Segundo Mahsa Alimardani, pesquisadora sênior de internet da Article 19, uma organização de liberdade de expressão, não é possível confiar totalmente no Telegram para casos assim. Ela afirma que a empresa por vezes faz vista grossa.
“Certa vez, pedimos a eles que revertessem algumas edições feitas na conta de uma pessoa após sua morte, e eles não ajudaram. Eles não nos retornaram. Eles não tentaram corrigir o problema. Nenhum tipo de apoio ou ajuda nisso”, disse Alimardani.
A empresa, porém, diz que atua para tentar preservar a privacidade dos usuários. “Processamos rotineiramente dezenas de casos semelhantes encaminhados a nós por ativistas de organizações confiáveis e desabilitamos o acesso a contas comprometidas”, disse Remi Vaughn, porta-voz do Telegram.
Por que isso importa?
Nos últimos meses, protestos populares tomaram as ruas do Irã após a morte de Mahsa Amini, uma jovem de 22 anos que visitava Teerã, capital do país, quando foi abordada pela “polícia da moralidade” por não usar “corretamente” o hijab, o véu obrigatório para as mulheres. Sob custódia, ela desmaiou, entrou em coma e morreu três dias depois.

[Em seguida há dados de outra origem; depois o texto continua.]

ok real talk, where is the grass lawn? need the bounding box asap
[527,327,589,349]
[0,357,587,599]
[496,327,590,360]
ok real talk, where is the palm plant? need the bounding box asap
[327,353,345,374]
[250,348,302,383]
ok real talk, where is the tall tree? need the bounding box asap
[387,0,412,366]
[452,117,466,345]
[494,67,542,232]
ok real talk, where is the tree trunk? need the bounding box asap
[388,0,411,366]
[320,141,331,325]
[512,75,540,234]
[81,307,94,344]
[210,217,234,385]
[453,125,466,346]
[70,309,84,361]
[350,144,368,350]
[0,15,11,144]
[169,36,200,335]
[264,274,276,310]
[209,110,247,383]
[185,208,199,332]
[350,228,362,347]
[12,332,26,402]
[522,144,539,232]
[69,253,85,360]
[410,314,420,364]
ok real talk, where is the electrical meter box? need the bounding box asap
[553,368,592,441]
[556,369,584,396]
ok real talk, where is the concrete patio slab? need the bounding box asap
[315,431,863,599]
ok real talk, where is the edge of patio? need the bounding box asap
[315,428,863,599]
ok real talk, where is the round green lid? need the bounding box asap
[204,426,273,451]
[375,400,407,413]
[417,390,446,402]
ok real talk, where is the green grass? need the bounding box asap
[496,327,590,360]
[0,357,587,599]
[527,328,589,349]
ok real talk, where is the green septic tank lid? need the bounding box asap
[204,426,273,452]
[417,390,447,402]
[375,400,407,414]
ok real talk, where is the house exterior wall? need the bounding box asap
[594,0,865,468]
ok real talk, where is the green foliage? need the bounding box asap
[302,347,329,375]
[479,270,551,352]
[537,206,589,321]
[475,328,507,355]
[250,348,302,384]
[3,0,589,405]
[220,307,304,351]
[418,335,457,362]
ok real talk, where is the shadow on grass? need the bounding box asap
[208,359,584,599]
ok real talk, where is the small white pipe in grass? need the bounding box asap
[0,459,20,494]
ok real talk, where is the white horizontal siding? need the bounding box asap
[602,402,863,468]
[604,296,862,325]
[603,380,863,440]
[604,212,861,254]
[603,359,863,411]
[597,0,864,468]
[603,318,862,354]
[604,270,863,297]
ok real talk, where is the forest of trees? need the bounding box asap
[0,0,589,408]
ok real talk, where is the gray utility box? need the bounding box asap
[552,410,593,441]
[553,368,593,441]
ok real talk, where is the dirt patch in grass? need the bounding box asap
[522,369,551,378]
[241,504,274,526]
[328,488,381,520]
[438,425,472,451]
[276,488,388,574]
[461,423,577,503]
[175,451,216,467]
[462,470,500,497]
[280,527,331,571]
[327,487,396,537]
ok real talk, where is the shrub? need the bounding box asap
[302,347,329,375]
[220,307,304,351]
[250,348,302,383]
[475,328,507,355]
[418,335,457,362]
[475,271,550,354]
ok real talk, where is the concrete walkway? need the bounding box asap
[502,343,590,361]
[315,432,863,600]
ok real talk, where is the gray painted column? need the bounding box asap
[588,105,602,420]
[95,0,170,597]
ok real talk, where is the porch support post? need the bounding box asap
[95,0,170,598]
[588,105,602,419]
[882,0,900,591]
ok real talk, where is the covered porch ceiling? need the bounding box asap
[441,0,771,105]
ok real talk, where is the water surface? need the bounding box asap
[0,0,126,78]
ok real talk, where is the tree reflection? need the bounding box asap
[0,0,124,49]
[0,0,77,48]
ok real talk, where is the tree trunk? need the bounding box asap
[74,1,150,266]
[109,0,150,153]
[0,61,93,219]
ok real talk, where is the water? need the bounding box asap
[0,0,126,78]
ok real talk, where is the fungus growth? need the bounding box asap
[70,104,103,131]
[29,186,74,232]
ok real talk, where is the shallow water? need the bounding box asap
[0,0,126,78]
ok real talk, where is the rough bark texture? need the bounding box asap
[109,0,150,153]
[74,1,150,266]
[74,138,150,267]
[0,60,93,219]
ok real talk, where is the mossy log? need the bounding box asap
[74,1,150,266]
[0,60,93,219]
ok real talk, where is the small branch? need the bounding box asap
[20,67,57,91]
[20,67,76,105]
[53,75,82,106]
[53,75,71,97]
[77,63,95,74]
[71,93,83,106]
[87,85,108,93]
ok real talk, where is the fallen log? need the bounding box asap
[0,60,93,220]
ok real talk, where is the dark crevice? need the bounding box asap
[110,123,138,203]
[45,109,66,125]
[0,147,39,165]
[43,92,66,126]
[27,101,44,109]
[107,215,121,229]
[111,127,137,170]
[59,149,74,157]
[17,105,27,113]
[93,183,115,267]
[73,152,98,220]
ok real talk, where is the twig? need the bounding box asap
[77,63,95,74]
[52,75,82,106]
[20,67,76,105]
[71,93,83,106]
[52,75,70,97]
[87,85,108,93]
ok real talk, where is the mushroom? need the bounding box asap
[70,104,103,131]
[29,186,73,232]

Os protestos começaram no Curdistão, província onde vivia Mahsa, e depois se espalharam por todo o país, com gritos de “morte ao ditador” e pedidos pelo fim da república islâmica. As forças de segurança iranianas passaram a reprimir as manifestações de forma violenta, com relatos de dezenas de mortes.
No início de outubro, a ONG Human Rights Watch (HRW) publicou um relatório que classifica o regime iraniano como “corrupto e autocrático”, denunciando uma série de abusos cometidos pelas forças de segurança na repressão aos protestos populares.
De acordo com dados divulgados pela ONG Ativistas de Direitos Humanos do Irã (HRAI, na sigla em inglês), ao menos 503 pessoas morreram nas mãos de agentes estatais até o dia 19 de dezembro, entre elas 69 crianças. A entidade diz ainda que 18.452 pessoas foram detidas pelas autoridades sob a acusação de participar dos protestos.
Além dos mortos e feridos, a HRW cita os casos de “centenas de ativistas, jornalistas e defensores de direitos humanos” que, mesmo de fora dos protestos, acabaram presos pelas autoridades. Condena ainda o corte dos serviços de internet, com plataformas de mídia social bloqueadas em todo o país desde o dia 21 de setembro, por ordem do Conselho de Segurança Nacional do Irã.